General Suroyo Bimantoro, the chief of police in Jakarta, was backed by two survivors from last week's tragedy, who said they saw no police before the overcrowded boat left Sumatra.

Others had claimed armed men in uniforms refused to let frightened refugees off the dilapidated vessel."I saw four of them; they were pointing their guns at us," Jalal Mohsin, a 34-year-old Iraqi said. "I think they were immigration people. I wanted to get off but they wouldn't let me."

Ali Hameed Ahmad, 28, who said he was a Kurdish refugee, said he saw 30 armed men in uniform. "Two [refugees] were beaten by the men in uniform," he said. "We were not allowed to get off." Another survivor, Kareem Jabar said an Egyptian people-smuggler smashed one man over the head with his gun-butt after he said he wanted to take his family off the boat. "When most of us saw the boat was too dangerous, we wanted to get off and get our money back," the 25-year-old Iraqi said.

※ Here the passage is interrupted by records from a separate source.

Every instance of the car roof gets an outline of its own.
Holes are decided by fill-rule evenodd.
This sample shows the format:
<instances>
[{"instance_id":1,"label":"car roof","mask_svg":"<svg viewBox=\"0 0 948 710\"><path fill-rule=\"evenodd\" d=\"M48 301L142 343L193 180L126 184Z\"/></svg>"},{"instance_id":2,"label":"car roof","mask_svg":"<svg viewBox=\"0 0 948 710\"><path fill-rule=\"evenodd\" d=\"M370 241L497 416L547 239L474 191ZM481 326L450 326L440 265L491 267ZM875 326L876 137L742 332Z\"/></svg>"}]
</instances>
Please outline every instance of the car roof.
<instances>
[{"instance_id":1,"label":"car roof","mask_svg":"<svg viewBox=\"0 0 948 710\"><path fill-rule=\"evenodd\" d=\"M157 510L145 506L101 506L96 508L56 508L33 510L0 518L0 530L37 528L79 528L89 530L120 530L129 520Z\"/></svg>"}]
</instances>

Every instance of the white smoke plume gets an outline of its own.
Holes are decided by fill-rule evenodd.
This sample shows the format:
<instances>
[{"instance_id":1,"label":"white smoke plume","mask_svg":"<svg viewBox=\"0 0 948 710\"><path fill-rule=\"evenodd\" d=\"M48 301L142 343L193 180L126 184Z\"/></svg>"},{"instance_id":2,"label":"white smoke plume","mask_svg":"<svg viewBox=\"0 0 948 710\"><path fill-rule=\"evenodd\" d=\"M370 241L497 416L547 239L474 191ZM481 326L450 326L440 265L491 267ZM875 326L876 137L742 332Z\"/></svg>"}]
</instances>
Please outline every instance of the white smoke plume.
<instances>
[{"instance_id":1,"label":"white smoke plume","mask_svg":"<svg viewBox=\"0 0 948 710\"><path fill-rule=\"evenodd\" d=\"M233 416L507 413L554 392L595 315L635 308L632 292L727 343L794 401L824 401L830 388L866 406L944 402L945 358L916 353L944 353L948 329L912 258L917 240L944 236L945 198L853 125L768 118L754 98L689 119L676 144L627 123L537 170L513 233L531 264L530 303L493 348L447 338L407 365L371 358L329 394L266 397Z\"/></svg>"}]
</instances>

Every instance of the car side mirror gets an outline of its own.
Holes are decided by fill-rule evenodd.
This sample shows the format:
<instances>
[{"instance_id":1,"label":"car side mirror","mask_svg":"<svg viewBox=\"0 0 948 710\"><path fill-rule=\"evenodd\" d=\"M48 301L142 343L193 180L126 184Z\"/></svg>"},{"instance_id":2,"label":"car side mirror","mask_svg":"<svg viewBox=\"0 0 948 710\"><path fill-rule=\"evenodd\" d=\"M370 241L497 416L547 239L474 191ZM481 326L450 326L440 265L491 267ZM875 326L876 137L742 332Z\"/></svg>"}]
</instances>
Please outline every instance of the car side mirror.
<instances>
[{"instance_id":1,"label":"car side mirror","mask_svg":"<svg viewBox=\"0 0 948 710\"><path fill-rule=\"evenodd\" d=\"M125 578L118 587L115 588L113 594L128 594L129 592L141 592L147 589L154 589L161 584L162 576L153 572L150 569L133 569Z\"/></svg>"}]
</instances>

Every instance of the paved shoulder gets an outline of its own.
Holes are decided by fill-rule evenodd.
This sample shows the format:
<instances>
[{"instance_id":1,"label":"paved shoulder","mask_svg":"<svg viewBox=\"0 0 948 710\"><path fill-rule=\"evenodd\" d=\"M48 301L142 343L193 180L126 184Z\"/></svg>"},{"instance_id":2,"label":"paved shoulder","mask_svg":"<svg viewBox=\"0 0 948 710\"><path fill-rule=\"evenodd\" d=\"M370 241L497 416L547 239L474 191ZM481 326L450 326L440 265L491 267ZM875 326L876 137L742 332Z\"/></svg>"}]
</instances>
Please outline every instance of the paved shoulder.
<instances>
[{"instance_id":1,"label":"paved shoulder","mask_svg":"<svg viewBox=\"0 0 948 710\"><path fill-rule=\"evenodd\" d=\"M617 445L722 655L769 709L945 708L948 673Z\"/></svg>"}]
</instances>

The boat capsized off Java on Saturday and only 44 people survived after clinging to wreckage for 19 hours.

Yesterday, another Indonesian ship carrying 219 refugees, mostly Iraqi asylum-seekers was intercepted by the Australian navy at uninhabited Ashmore Reef, in the Indian Ocean.

It has been moored off the reef under naval guard and the Australian Minister, Philip Ruddock, said no decision had been made on whether the refugees would be allowed in.